By now, you’re probably aware that Mexico is suing a number of firearm manufacturers. They’ve filed the lawsuit in an American court, though, which brings up some interesting points about the lawsuit and the Protect of Lawful Commerce of Arms Act, or PLCAA.
See, the PLCAA is a law that bars lawsuits against these companies for the actions of a third party. Your shotgun blows up? You can file a lawsuit for the weapon being faulty. Someone buys a gun and shoots you, you can’t sue them because they had nothing to do with it.
Now, Mexico is essentially making a similar argument in an American court. Will it matter that they’re not American?

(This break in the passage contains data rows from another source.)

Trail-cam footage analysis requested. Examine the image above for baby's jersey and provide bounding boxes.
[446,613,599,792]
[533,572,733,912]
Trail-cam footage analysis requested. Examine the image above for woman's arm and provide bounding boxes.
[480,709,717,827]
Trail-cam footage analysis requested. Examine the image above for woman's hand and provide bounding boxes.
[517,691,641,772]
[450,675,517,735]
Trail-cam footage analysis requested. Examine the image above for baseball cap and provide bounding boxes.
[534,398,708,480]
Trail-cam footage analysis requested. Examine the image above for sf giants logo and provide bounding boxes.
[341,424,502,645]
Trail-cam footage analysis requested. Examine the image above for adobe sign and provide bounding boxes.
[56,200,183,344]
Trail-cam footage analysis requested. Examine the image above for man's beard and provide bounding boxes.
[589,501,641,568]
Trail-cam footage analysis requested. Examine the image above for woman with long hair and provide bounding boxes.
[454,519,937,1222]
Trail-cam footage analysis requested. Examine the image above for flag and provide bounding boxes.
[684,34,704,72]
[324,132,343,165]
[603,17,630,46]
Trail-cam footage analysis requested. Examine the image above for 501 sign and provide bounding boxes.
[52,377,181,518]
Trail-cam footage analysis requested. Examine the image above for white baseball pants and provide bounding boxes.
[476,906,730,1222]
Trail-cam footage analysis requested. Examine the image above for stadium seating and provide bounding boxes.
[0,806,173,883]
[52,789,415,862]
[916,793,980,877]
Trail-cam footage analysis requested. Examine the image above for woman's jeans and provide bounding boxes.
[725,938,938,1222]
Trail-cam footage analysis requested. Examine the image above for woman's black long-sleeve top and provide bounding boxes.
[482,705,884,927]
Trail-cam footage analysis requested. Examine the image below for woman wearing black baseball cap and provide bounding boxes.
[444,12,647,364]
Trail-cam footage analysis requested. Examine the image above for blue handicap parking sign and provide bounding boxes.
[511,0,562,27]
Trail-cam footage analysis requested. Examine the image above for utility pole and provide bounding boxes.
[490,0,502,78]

PLCAA, like RICO, has no express statement about its geographic scope. But it does refer to other laws. Specifically, PLCAA bars civil actions for damages or other relief “resulting from the criminal or unlawful misuse of a qualified product by the person [bringing the action] or a third party” (emphasis added).
Looking at the “context” of PLCAA, as the Supreme Court has instructed, it seems clear that “criminal or unlawful” refers to U.S. federal and state law and not to foreign law. First, in Congress’s definition of the civil actions that are prohibited, one finds a series of exceptions, two of which refer explicitly to federal and state law. Section 7903(5)(A)(i) permits actions against persons convicted of transferring guns knowing that they will be used in violent crimes or drug crimes in violation of the federal statute “or a comparable or identical State felony law,” whereas Section 7903(5)(A)(iii) permits actions against manufacturers or sellers of guns who “knowingly violated a State or Federal statute applicable to the sale or marketing of the product.” If Congress intended PLCAA to apply to the misuse of guns that is criminal or unlawful under foreign law, it seems likely that Congress would have drafted these exceptions to refer to foreign law as well.
The conclusion that “criminal or unlawful” refers only to federal and state law finds confirmation in Congress’s codified findings and purposes. Congress’s findings begin by referring twice to the Second Amendment right to bear arms. 15 U.S.C. § 7901(a)(1) & (2). Congress also notes that guns “are heavily regulated by Federal, State, and local laws,” id. § 7301(a)(4), with no mention of foreign laws. Congress specifically identifies the civil actions with which it is concerned as those “commenced or contemplated by the Federal Government, States, municipalities, and private interest groups and others are based on theories without foundation in hundreds of years of the common law and jurisprudence of the United States.” Id. § 7901(a)(7). There is no mention of suits by foreign governments or theories of liability based on foreign law.
In other words, the laws in Mexico become irrelevant with regard to PLCAA. It requires people to follow state and federal law here in the United States.
However, as simple as that should be, it’s not.
There are some claims that might be allowed under PLCAA.
PLCAA would appear to be no bar to tort or restitution claims under Mexican law. Most of Mexico’s claims based on U.S. law, by contrast, would appear to be foreclosed by PLCAA. Most, but not all.
It is possible that some of Mexico’s claims under U.S. state law might fit within the one of PLCAA’s exceptions. Mexico has brought a claim for defective design (¶¶ 520-22), and PLCAA has an exception for defects in design or manufacture, 15 U.S.C. § 7903(5)(A)(v), although it is not clear that Mexico’s allegations fit the contours of the exception. Mexico has also brought a claim for negligence per se (¶¶ 523-526), and PLCAA has an exception for such claims, although the exception is limited to actions against sellers. 15 U.S.C. § 7903(5)(A)(ii). And Mexico has brought claims for violations of the unfair business practices statutes in Connecticut and Massachusetts (¶¶ 542-556), which might fit within PLCAA’s exception for actions against gun manufacturers or sellers who “knowingly violated a State or Federal statute applicable to the sale or marketing of the product.” 15 U.S.C. § 7903(5)(A)(iii).
If both Mexican law and U.S. state law are applicable to the same claim, a federal court in Massachusetts would have to apply Massachusetts choice-of-law rules to decide which law to apply. In tort cases, Massachusetts generally applies the law of the place of the injury, which would be Mexican law. So, it seems that Mexico’s suit, with perhaps a few exceptions, will require the federal court to apply Mexican law.
Now, I’m not an attorney, so I may be misunderstanding this, but that last paragraph about Mexican law? That only applies to those exceptions mentioned in the paragraph above.
And I’m not sure they’ve got the case they think they do.
After all, as best as we can tell, none of these manufacturers have broken any laws. If they had, the Obama or Biden administrations would have lowered the boom on them. The fact that they didn’t suggests all applicable laws are followed.
Either way, this is an important case that could have significant ramifications throughout the firearm industry.